A Case for Near Memory Computation Inside the Smart Memory Cube by Azarkhish, Erfan et al.
A Case for Near Memory Computation Inside the
Smart Memory Cube
Erfan Azarkhish,
Davide Rossi, and Igor Loi
DEI, University of Bologna, Bologna, Italy
Emails: erfan.azarkhish@unibo.it,
davide.rossi@unibo.it, and igor.loi@unibo.it
Luca Benini
ITET, Swiss Federal Institute of Technology,
Zurich, Switzerland,
DEI, University of Bologna, Bologna, Italy
Email: lbenini@iis.ee.ethz.ch
Abstract—3D integration of solid-state memories and logic,
as demonstrated by the Hybrid Memory Cube (HMC), offers
major opportunities for revisiting near-memory computation and
gives new hope to mitigate the power and performance losses
caused by the “memory wall”. In this paper we present the
ﬁrst exploration steps towards design of the Smart Memory
Cube (SMC), a new Processor-in-Memory (PIM) architecture
that enhances the capabilities of the logic-base (LoB) in HMC.

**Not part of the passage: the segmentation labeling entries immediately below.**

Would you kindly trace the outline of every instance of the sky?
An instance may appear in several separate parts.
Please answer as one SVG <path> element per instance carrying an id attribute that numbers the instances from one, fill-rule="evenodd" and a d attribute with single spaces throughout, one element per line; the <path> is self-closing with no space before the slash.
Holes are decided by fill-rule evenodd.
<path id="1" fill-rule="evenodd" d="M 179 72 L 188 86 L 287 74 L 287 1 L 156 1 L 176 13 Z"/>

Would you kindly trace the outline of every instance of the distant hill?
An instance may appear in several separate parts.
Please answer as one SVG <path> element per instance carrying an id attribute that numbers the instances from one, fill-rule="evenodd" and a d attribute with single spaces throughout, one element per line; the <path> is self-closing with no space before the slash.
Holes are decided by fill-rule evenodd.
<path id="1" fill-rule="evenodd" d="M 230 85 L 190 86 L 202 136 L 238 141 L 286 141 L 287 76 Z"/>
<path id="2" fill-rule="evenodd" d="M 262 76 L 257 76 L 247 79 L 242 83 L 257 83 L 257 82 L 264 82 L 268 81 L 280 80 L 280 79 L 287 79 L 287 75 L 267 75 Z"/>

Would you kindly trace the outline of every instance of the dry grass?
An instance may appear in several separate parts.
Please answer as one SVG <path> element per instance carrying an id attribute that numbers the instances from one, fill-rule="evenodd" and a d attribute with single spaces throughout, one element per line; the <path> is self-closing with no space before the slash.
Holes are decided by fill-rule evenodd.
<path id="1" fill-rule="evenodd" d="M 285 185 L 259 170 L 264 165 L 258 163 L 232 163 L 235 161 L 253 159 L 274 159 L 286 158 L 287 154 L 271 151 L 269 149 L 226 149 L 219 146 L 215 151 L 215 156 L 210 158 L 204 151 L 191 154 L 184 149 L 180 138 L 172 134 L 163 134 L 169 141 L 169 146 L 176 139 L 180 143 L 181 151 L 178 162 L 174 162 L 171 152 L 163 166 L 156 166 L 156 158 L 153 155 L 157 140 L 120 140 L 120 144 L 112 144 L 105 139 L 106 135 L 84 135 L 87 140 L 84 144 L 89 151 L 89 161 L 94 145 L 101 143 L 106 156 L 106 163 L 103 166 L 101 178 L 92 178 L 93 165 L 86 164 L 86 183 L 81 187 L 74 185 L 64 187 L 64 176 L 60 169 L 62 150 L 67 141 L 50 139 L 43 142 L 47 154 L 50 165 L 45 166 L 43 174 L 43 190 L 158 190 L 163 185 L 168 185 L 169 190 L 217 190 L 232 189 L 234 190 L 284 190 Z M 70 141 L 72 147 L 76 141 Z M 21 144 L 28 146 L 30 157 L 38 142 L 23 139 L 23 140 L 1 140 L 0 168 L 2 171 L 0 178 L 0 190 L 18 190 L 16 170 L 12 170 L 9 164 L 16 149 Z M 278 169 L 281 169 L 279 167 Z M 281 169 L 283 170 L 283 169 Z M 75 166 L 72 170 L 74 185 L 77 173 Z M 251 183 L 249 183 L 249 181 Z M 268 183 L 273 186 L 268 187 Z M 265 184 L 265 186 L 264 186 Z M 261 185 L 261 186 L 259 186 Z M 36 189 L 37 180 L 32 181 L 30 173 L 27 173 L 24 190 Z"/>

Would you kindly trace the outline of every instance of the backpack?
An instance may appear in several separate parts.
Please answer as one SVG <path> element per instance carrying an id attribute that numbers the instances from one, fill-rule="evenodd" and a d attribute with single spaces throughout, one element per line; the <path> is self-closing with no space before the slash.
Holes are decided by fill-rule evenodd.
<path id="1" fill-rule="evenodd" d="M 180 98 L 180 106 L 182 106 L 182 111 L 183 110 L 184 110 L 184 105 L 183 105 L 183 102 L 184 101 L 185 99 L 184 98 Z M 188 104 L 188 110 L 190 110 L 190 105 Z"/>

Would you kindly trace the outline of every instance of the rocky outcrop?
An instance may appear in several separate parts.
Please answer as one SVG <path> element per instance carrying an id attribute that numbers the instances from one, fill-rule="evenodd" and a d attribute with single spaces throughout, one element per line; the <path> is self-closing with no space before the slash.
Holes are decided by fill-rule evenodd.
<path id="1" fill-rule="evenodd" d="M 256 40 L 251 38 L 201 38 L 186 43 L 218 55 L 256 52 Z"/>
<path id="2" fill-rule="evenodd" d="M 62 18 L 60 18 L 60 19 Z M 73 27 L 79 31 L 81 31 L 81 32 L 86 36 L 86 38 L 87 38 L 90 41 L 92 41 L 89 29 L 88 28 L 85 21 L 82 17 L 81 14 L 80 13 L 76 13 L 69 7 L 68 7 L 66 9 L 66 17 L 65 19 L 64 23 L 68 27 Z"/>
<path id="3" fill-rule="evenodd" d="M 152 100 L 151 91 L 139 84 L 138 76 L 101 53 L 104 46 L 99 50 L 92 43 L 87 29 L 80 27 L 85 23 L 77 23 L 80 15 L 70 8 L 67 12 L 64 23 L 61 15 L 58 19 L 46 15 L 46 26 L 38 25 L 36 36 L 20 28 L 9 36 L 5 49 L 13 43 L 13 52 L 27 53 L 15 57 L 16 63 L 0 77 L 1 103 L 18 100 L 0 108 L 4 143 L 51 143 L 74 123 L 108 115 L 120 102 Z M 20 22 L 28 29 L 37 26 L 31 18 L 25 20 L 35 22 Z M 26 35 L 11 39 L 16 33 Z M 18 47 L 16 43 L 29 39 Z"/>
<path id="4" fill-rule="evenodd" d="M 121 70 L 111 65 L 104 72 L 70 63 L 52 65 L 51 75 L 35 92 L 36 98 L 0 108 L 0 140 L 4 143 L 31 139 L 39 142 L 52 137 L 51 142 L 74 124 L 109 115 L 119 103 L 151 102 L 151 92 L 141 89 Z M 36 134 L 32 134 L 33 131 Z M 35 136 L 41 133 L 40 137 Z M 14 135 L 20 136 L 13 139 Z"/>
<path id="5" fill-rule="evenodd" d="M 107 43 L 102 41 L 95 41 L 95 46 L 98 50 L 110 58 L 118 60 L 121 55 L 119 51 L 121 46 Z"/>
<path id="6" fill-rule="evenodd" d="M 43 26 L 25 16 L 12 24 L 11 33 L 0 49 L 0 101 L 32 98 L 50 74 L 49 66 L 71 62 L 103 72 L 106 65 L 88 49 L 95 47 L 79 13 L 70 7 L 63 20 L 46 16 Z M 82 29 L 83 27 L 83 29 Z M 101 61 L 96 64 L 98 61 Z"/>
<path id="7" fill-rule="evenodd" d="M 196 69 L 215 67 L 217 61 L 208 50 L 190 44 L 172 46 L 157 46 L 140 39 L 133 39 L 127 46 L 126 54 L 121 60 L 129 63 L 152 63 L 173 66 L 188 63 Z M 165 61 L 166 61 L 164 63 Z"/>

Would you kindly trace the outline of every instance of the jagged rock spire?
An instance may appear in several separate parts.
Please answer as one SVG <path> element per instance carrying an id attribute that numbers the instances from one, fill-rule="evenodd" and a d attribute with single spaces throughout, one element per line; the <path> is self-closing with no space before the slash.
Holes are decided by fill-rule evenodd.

An accurate simulation environment has been developed, along
with a full featured software stack. All ofﬂoading and dynamic
overheads caused by the operating system, cache coherence, and
memory management are considered, as well. Benchmarking
results demonstrate up to 2X performance improvement in
comparison with the host SoC, and around 1.5X against a similar
host-side accelerator. Moreover, by scaling down the voltage and
frequency of PIM’s processor it is possible to reduce energy
by around 70% and 55% in comparison with the host and the
accelerator, respectively.
I. INTRODUCTION AND RELATED WORKS
Heterogeneous 3D integration has provided another op-
portunity for revisiting near memory computation to ﬁll the
gap between the processors and memories. Several research
efforts in the past years demonstrate the renewed interest in
moving part of the computation to where the data resides
([1][2][3]), speciﬁcally, in a 3D stacked memory context. Near
memory computation can provide two main opportunities: (1)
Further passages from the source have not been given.